March 31 marks the 175th anniversary of the birth of one of Scotland’s most prolific and versatile writers, Andrew Lang (1844-1912). The author or co-author of 249 volumes, Lang worked in fields as varied as anthropology, folklore, classical scholarship, Scottish history, poetry, drama, and children’s writing. As a perennially in-demand journalist, he also penned articles and reviews on an almost daily basis.
At the Centre for Research Collections, we hold a suitably diverse collection of 35 letters (Coll-732) from Andrew Lang to a number of literary and professional colleagues. The publications mentioned in these letters convey the full breadth of Lang’s interests: controversially pro-Jacobite studies of Mary Queen of Scots and Charles Edward Stuart, translations from Homer, an epic poem on Helen of Troy, a history of Oxford University, a study of three French Romantic poets, and anthologies of ballads and folktales.
Although many of the letters are brief and business-like, they provide a vivid glimpse into the daily labour of a Late Victorian professional writer.
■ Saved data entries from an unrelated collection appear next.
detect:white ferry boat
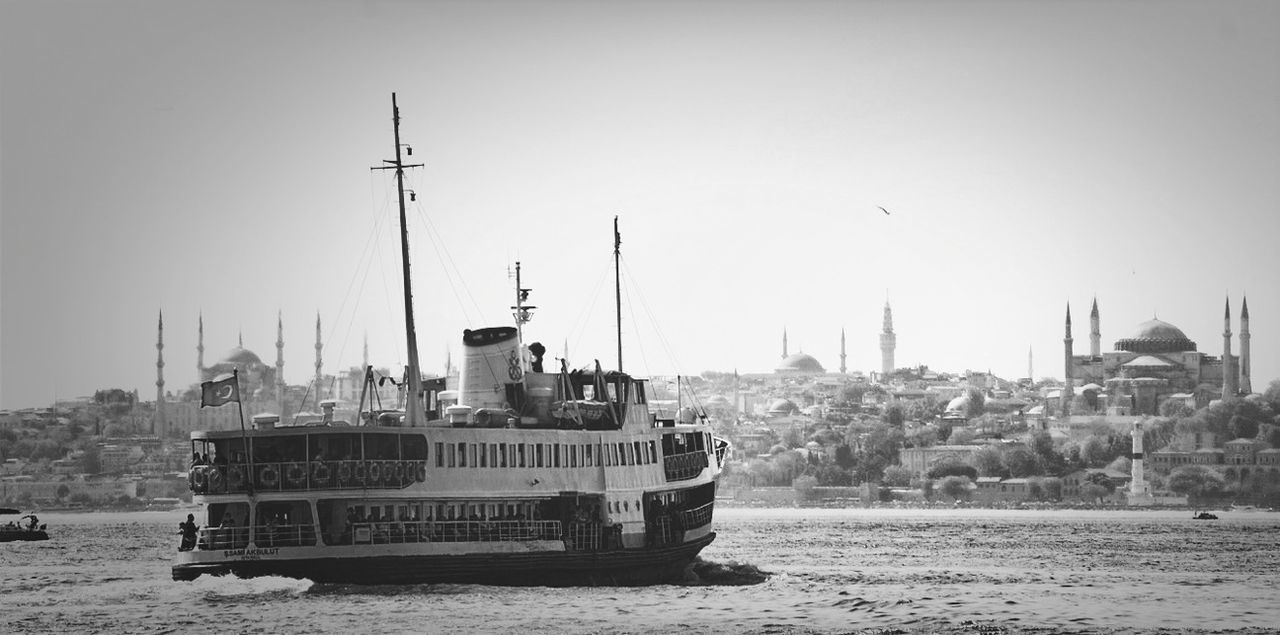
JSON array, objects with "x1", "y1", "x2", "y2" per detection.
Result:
[{"x1": 171, "y1": 95, "x2": 728, "y2": 585}]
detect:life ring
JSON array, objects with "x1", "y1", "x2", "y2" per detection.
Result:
[
  {"x1": 393, "y1": 461, "x2": 406, "y2": 485},
  {"x1": 285, "y1": 463, "x2": 306, "y2": 488},
  {"x1": 191, "y1": 468, "x2": 208, "y2": 493},
  {"x1": 338, "y1": 461, "x2": 352, "y2": 484},
  {"x1": 208, "y1": 467, "x2": 225, "y2": 493},
  {"x1": 415, "y1": 462, "x2": 427, "y2": 483},
  {"x1": 367, "y1": 461, "x2": 382, "y2": 485},
  {"x1": 259, "y1": 465, "x2": 280, "y2": 489},
  {"x1": 312, "y1": 461, "x2": 331, "y2": 484},
  {"x1": 353, "y1": 460, "x2": 366, "y2": 485},
  {"x1": 227, "y1": 465, "x2": 244, "y2": 491}
]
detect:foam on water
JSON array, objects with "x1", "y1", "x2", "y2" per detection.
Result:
[{"x1": 5, "y1": 509, "x2": 1280, "y2": 634}]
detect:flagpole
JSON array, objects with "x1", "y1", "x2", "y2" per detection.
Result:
[{"x1": 235, "y1": 369, "x2": 254, "y2": 496}]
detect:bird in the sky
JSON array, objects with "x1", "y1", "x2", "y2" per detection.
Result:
[{"x1": 879, "y1": 206, "x2": 890, "y2": 215}]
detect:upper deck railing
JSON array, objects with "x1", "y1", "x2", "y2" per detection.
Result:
[
  {"x1": 188, "y1": 459, "x2": 428, "y2": 495},
  {"x1": 662, "y1": 450, "x2": 708, "y2": 482}
]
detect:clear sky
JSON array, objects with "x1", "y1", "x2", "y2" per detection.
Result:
[{"x1": 2, "y1": 0, "x2": 1278, "y2": 410}]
There are letters asking magazine editors what they pay contributors; thanking his literary agent Hughes Massie for a cheque; requesting transcripts of historical manuscripts held by the British Museum; offering advice to young authors; submitting work on behalf of protégés; accepting or declining invitations to address clubs and societies; and turning down commissions when over-committed or short of inspiration.